Step 10. Avoiding and Correcting Last Minute Problems
As your closing date nears, everyone involved in your real estate transaction should check its progress on a daily basis, because staying on top of things means you’ll know immediately if there’s a problem that must be dealt with. Here’s a bit of information that focuses on a few common problems that home buyers must deal with before they close on a house.
- Things You Shouldn’t Do When You’re Buying a Home
• Attending No Money Down Seminars
• Choosing Bad Agents
• Wiping Out Savings
• Refusing Professional Advice
• Choosing Exotic Financing
• Picking Wrong Neighborhoods
• Choosing Most Expensive Homes
• Passing Up Home Inspections
• Altering Financial Pictures Before Closing
• Plunging Into Debt After Closing
Step 11. You’re on the Way to Closing
Most of your home buying problems are behind you now and you’re on your way to closing, also called settlement, the event that transfers ownership of the property to you.
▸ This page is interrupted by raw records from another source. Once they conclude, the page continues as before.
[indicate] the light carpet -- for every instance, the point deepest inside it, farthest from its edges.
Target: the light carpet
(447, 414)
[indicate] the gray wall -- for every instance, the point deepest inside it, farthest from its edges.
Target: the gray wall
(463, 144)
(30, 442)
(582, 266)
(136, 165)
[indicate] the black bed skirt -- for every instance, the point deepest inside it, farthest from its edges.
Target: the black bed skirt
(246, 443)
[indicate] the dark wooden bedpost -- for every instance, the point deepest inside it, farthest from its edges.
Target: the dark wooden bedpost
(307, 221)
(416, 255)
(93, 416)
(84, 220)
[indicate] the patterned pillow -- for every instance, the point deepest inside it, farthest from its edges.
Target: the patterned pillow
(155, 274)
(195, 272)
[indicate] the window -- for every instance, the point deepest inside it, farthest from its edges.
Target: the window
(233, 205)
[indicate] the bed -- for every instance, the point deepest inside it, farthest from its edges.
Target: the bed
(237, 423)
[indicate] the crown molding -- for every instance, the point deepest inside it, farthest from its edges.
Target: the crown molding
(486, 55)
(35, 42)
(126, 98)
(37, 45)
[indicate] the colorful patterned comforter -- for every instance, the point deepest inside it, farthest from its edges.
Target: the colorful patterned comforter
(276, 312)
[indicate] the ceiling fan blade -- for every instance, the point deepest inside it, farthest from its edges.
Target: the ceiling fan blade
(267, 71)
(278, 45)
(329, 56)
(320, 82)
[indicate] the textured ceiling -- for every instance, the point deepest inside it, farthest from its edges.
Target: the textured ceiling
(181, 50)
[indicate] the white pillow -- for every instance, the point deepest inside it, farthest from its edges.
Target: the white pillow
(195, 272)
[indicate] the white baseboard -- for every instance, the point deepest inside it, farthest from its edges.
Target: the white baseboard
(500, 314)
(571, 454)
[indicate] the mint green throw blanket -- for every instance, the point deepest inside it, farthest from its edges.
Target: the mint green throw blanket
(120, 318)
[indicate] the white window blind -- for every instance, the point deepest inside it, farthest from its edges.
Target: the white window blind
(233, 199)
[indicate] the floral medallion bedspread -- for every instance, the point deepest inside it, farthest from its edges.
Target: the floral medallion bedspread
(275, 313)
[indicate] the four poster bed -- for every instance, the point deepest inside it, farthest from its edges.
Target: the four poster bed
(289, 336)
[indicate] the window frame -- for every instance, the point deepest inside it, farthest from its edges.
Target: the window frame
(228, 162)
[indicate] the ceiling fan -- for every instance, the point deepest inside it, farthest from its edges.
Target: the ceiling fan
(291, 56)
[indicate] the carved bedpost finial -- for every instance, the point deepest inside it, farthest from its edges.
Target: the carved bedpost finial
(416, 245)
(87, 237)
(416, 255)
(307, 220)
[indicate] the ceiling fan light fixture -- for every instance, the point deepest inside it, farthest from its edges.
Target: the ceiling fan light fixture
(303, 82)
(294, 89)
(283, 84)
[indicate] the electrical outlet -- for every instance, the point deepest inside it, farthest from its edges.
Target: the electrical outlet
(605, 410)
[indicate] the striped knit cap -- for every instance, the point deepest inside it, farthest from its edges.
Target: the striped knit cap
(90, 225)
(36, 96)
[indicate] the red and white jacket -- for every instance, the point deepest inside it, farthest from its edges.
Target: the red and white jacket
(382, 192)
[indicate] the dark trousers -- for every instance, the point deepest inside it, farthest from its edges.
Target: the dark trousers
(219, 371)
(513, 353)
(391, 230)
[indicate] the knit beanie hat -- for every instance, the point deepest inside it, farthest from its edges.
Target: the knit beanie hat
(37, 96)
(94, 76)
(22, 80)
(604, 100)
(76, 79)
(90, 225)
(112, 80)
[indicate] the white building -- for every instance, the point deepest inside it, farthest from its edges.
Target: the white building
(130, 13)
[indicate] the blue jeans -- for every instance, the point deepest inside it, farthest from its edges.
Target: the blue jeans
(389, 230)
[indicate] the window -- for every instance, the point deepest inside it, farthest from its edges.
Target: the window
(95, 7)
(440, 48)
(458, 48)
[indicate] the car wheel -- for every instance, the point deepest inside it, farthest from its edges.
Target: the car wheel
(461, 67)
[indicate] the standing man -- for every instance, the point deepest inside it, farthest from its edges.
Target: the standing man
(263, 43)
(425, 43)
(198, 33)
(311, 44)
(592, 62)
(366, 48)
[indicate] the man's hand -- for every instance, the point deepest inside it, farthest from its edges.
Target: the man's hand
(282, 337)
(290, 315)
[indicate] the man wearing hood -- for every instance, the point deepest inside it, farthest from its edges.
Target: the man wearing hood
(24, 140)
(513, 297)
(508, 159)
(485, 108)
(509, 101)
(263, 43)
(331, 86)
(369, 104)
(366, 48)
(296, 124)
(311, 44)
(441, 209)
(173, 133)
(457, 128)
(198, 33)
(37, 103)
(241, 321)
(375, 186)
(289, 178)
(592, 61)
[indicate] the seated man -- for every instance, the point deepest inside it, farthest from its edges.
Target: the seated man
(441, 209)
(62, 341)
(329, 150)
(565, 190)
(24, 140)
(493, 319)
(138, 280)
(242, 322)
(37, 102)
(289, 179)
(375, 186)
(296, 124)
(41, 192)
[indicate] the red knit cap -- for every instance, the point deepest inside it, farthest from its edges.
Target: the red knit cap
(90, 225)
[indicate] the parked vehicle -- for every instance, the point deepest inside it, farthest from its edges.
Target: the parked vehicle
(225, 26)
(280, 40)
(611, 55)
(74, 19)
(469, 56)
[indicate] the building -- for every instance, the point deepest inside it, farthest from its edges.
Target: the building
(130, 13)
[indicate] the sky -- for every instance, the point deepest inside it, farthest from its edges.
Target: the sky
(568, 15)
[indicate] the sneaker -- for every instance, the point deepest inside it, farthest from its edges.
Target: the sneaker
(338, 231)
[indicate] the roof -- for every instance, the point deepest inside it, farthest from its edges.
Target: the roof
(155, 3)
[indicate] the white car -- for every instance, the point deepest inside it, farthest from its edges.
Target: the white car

Just a few more things to learn, a few more things to do, and you’re there!
• Coping with Buyer Remorse
• Get the Facts About Title Insurance
• Learn to Read the HUD-1 Settlement Statement
• Take Your Final Walk-Through
Never hesitate to ask questions. Ask as many questions as necessary to help you understand the entire home buying process. You are making a long term commitment and spending a major amount of money–you’ll feel much better about the transaction if you stay informed and understand what’s happening every step along the way.